古山:以前よりも死生観を考えるようになりましたね。また、「今」を意識するようになりました。
日本では一般的に、過去を振り返らず、先を見据えない無計画な生き方はネガティブな印象を持ちますよね。でもタイの人は過去の失敗や成功にとらわれず、また未来への備えといったことも考えず、「今」をどう過ごすかをものすごく意識しているんですよね。恐らく、子どもの頃から仏教に触れることや瞑想を繰り返す中で養われているものだと思います。
それは死生観にも繋がっていて、以前は生きる意味ってなんだろうと思い悩んだこともありましたが、今はあまりこだわらなくなりました。「今」を大切に、ただ生きて、ただ命を終えていけば良いのかなと思うようになりましたね。
――他方で、古山さんが日本に居た時から大切にされているものはありますか?
古山:「自立」とは何かを考えることでしょうか。タイに行くために出版社を退職する時に、社長から「早く自立できるようになりなさい」という言葉を頂きました。社長直筆の手紙に書いてあった文言です。
それから20年が経過した今、自立できているかどうかというと、全然できていません。手紙を改めて見返すのも怖いほどです。
そもそも、自立って何なんでしょう?僕が思うに、自立とはひとりで何でもできることではなくて、他人に「助けてくれ」と言える自分になることなんじゃないかと思って。
現在は日本に一時帰国し、京都の北部で昆虫食を広めるプロジェクトのお手伝いをさせていただいています。その中で、広報物やイベントのアイデアから、行政との書類のやりとりまで多くの人に助けていただきました。タイの児童養護施設で子どもたちに助けられたのもそうですよね。もしかすると、自立っていうのはこういうことを言うのかなと。

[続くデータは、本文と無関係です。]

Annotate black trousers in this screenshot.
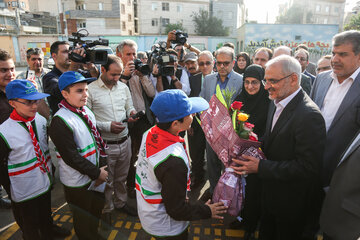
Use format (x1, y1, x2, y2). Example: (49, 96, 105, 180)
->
(127, 117, 152, 190)
(63, 184, 104, 240)
(242, 174, 262, 233)
(12, 190, 52, 240)
(187, 119, 206, 181)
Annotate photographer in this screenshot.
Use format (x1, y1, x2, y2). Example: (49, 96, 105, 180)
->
(116, 40, 155, 198)
(150, 48, 191, 96)
(43, 41, 99, 115)
(167, 30, 200, 67)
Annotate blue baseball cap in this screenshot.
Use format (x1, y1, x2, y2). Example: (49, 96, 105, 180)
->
(6, 79, 49, 100)
(150, 89, 209, 123)
(58, 71, 97, 91)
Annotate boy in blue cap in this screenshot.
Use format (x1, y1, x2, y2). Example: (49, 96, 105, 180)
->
(48, 71, 108, 240)
(136, 89, 227, 240)
(0, 79, 53, 240)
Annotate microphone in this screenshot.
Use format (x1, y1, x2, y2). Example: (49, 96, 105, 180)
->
(122, 110, 145, 122)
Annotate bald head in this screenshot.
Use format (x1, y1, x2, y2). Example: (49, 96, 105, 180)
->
(273, 46, 292, 58)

他人に支えられる中で、他人の価値観を浴びて自分自身の糧にしていく。そこに「自立」という言葉が、他人と繋がるという意味合いを含んでいるのではないかと思います。
――最後に、日本とタイ、どちらの生活も経験された古山さんが、現代の日本の方々に伝えたいことはありますか?

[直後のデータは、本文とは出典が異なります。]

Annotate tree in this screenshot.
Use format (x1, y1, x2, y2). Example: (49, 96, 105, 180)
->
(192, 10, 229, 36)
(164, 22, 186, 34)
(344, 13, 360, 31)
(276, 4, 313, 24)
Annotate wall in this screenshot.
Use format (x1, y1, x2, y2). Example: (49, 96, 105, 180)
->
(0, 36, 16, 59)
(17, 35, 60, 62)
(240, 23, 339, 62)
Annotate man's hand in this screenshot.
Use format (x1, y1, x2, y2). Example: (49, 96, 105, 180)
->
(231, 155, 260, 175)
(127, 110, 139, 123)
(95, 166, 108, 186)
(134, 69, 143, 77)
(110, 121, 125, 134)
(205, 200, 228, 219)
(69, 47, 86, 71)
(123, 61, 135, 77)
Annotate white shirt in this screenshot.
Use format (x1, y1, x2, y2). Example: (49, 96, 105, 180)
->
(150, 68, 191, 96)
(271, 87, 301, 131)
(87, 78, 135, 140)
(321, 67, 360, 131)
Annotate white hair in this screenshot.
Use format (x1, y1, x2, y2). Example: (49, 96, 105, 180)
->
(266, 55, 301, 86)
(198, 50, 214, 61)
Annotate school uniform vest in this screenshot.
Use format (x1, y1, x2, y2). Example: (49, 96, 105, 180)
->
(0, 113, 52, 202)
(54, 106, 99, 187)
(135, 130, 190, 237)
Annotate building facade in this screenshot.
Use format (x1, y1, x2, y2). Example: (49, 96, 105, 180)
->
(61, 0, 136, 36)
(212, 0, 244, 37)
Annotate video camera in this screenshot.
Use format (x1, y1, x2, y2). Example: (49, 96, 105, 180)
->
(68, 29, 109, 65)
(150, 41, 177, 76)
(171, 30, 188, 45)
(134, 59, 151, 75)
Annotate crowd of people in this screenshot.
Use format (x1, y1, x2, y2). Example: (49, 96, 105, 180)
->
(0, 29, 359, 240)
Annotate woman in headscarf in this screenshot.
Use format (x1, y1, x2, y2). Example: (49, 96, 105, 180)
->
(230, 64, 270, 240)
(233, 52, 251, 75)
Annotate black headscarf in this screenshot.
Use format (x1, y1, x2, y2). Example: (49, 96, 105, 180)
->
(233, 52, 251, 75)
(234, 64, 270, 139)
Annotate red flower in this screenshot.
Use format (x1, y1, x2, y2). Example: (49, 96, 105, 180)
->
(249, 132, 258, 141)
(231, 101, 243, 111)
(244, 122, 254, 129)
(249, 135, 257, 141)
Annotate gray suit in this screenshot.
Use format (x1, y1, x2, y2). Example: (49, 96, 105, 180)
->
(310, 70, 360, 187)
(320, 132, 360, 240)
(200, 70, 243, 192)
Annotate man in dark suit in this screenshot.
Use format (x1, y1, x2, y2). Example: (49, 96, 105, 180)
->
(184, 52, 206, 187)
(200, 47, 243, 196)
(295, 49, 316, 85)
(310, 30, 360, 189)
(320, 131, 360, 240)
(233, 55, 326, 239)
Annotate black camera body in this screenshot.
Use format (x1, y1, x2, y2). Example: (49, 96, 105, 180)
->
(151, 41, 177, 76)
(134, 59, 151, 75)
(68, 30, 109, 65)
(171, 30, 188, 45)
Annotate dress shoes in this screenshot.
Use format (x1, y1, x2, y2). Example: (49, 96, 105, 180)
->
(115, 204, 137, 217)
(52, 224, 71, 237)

古山:日本で暮らす方々には、「こだわりすぎず、もっとおおらかに生きてほしい」とお伝えしたいです。例えば、タイのお寺は正門こそあるものの、その他の箇所からも自由に出入りができるようになっています。それは隙間があるという物理的な意味でもありますし、日々色んな人が出入りする中でお寺がいろんなイベントの場になるんですよね。当然、いろんなハプニングが起こります。でも、そうしたハプニングさえイベントに含まれていると言うか、不確実性に対してとにかく寛容なんですよね。

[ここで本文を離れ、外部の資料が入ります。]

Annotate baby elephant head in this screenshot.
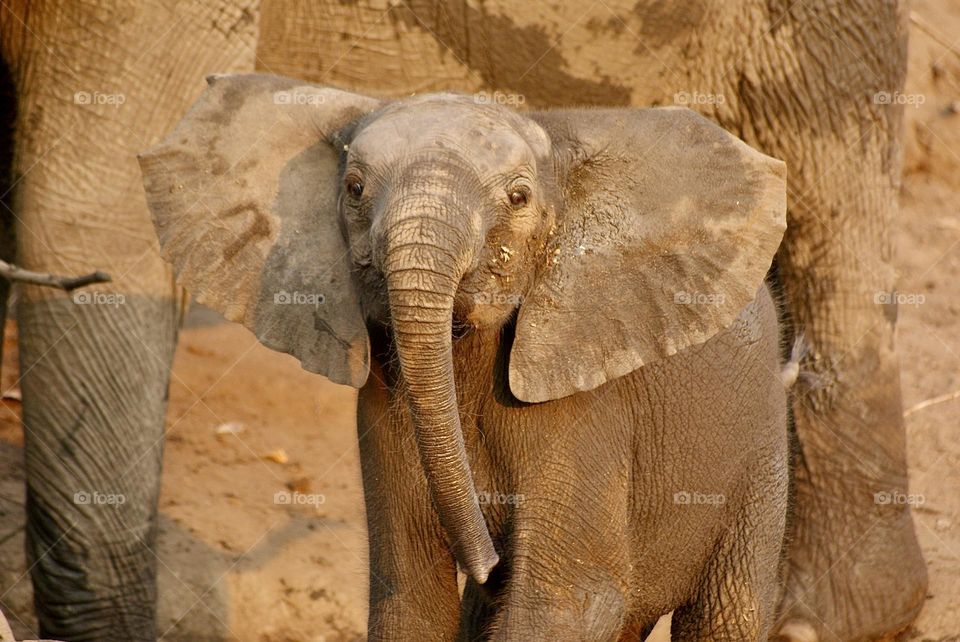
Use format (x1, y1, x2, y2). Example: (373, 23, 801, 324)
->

仏教ではこだわることを「執着」と説かれていると聞きました。そうした寛容さも、もしかすると仏教信仰と結びついたものなのかもしれません。タイ人の生き方をそっくりそのままに、というわけではありませんが、心豊かな生き方を得られるヒントは確かにあるのではないでしょうか。
――ありがとうございました。
編集後記
「仏教」と一言で表現しても、その信仰のありかたや、信仰者の価値観は国によって大きく違うことを教えていただきました。「自立」とは、他者の価値観を浴びて自身の糧にすることだった、と古山さんがおっしゃるように、我々もまた、他者や他国の価値観を学ぶことで日々の生活がより実りあるものになるのかもしれません。
興味深いエピソードを通して、何か大切なことを教えていただいたような気がします。古山さん、ありがとうございました。